Ratings8
Average rating4.1
Richard Yates works have periodically appeared on my GR feed, with generally good to very good reviews. Yates also appeared recently in a very obscure novel I read called Last of the Summer Hair by Paul Ransom as the major character was reading The Easter Parade.
My 15 hours audio had Revolutionary Road narrated by Mark Bramhall, so I got on with a listening. Though Bramhall is not someone I know, his narration was excellent, and I see why he is in demand.
I have to admit that in my youth I would have run a long way from this novel, but in my much older age this tale of a middle-class neurotic marriage was superb. I hung on every word, every sentence and every nuance. Just by Bramhall's narration alone, his world-weary delivery of sarcasm, irony and scorn for what the situation was, was superb. It told me that the presented sentence he spoke would have been of the highest quality if I had read the physical copy.

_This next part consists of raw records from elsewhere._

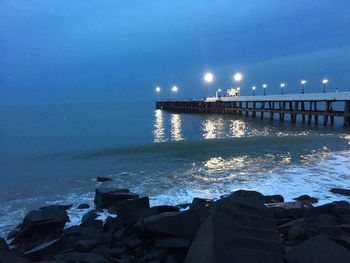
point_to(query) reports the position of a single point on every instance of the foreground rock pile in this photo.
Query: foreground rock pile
(244, 226)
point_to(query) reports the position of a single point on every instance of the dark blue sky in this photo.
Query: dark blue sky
(61, 51)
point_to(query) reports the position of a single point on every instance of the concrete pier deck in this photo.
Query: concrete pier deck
(309, 106)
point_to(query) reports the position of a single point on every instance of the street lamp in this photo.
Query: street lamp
(264, 87)
(303, 82)
(208, 78)
(238, 77)
(324, 81)
(253, 88)
(282, 87)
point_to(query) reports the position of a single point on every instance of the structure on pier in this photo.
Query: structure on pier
(309, 106)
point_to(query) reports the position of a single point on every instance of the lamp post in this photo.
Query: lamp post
(174, 89)
(264, 87)
(324, 81)
(303, 82)
(208, 78)
(282, 88)
(253, 88)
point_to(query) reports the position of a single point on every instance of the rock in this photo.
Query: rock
(306, 199)
(3, 244)
(106, 197)
(89, 219)
(85, 245)
(181, 224)
(155, 210)
(153, 256)
(273, 199)
(8, 257)
(340, 191)
(81, 257)
(133, 241)
(117, 252)
(201, 206)
(103, 179)
(45, 222)
(131, 210)
(172, 242)
(318, 249)
(83, 206)
(240, 228)
(112, 224)
(44, 250)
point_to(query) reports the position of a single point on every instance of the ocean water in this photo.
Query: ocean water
(53, 153)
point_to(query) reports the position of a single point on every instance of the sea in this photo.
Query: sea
(52, 154)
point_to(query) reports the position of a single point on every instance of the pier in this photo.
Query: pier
(309, 108)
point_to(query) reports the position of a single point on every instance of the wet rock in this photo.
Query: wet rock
(155, 210)
(112, 224)
(131, 210)
(3, 244)
(103, 179)
(318, 249)
(81, 257)
(153, 256)
(306, 199)
(133, 241)
(182, 224)
(273, 199)
(83, 206)
(44, 250)
(45, 222)
(85, 245)
(8, 257)
(172, 242)
(106, 197)
(89, 219)
(240, 228)
(341, 191)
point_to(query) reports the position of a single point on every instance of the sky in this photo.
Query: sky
(63, 51)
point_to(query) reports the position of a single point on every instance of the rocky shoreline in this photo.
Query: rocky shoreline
(244, 226)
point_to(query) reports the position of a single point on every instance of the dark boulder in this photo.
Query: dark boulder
(103, 179)
(81, 257)
(341, 191)
(8, 257)
(318, 249)
(83, 206)
(132, 209)
(240, 228)
(273, 199)
(43, 223)
(182, 224)
(3, 244)
(44, 250)
(172, 242)
(90, 219)
(106, 197)
(155, 210)
(306, 199)
(85, 245)
(112, 224)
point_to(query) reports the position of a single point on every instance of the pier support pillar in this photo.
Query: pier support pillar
(326, 111)
(254, 110)
(262, 110)
(316, 113)
(272, 108)
(347, 115)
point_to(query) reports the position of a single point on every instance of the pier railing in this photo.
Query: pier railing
(309, 106)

There has been a lot written about this novel elsewhere, so just a couple of thoughts on the character of the husband and wife. There was not much to like about husband Frank Wheeler, plainly self-centred, he had a way with words that fooled just about everyone he came into contact with and that included his also neurotic wife April. He also suffered a far too high opinion of his own ability. Wife April was, to a degree, a product of her upbringing and had done what many a young lady has done over the years, got married because she was in love with the idea of being in love. There is nothing romantic about their tale. It is of a banal life unfulfilled. But it is powerfully told and demands one's attention.
Finally, the last lines might be the best I have ever read to end a book.
But from there on, Howard Givings heard only a welcome, thunderous sea of silence. He had turned off his hearing aid.
Just apt!
I had read this appears in best of lists, and I get why. Highly recommended.